Why is the time frame used sometimes “once in months” and “once in weeks”? Consideration
should be given to standardizing this issue throughout the draft regulation and the use of one
measure, e.g. in months.
Article 12 - reporting obligations - securing the interests of law enforcement agencies and the
interests of the proceedings against the person posting or creating the CSAM should be taken into
account, especially when it comes to informing the user about the procedure with the content posted
by him.
Article 14 - removal orders - has the EC considered differentiating between detection orders and
removal orders? Has a different mode / procedure for issuing both been considered, taking into
account the different degree of interference with fundamental rights? The EC explained that the
reason for the different structure of issuing orders in the TCO and CSA was precisely the degree of
interference with fundamental rights. While the situation is different for a long detection process
involving different technologies, what is the difference when an authority has identified an online
CSAM or online terrorist content - both require prompt removal, with a child being the victim in
CSAM and the risk of secondary victimization is significantly bigger.

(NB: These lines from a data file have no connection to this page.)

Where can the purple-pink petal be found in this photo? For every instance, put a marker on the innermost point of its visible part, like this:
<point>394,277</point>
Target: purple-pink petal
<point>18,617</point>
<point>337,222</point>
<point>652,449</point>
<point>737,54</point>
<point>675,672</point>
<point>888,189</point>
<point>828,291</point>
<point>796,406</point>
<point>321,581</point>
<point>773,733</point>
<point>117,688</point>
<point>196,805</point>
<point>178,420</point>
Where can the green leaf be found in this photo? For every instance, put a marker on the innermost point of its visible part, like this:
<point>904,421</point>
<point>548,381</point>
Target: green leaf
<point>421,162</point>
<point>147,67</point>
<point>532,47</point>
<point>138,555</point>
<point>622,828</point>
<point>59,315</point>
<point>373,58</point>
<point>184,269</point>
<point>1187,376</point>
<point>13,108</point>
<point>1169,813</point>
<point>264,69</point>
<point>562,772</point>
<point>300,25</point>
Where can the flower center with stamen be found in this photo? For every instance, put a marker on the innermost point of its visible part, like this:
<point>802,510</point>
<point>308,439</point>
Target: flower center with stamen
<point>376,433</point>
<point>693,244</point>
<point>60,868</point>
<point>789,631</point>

In the flowchart shown, the removal order appears as a consequence of the detection process. What
will be the removal process if the detection is not necessary as the content has already been
identified as CSAM and what will be the role of the EU Centre?
During the previous LEWP meeting PL has already presented the initial first impression assessment
in relation to the order issuing procedure (Articles 7, 14 and 16), that the proposed structures and
procedures (based on practically the same principles) for obtaining individual orders seem to be
significantly bureaucratic, complex (many entities involved) and extended in time (as can be seen in
the flowchart). The process of obtaining orders should be quick and easy from a formal point of
view. CSAM moves quickly on the Internet and before the removal order or blocking order
procedure is completed, CSAM may not be on the server anymore.
Suggestions of the topic for the workshop in September
Article 10 para 3 - in accordance with art. 10 para 3, service providers will use the technologies
provided by the EU Center, those technologies "shall be (a) effective in detecting the dissemination
of known or new child sexual abuse material or the solicitation of children". It should be assumed
that the technologies mentioned here, in relation to "known CSAMs", will use the exchange of
information about hash values, therefore it will be necessary to obtain additional information in this
regard, especially which hash value lists the Center will use, including how they will create and
share such lists.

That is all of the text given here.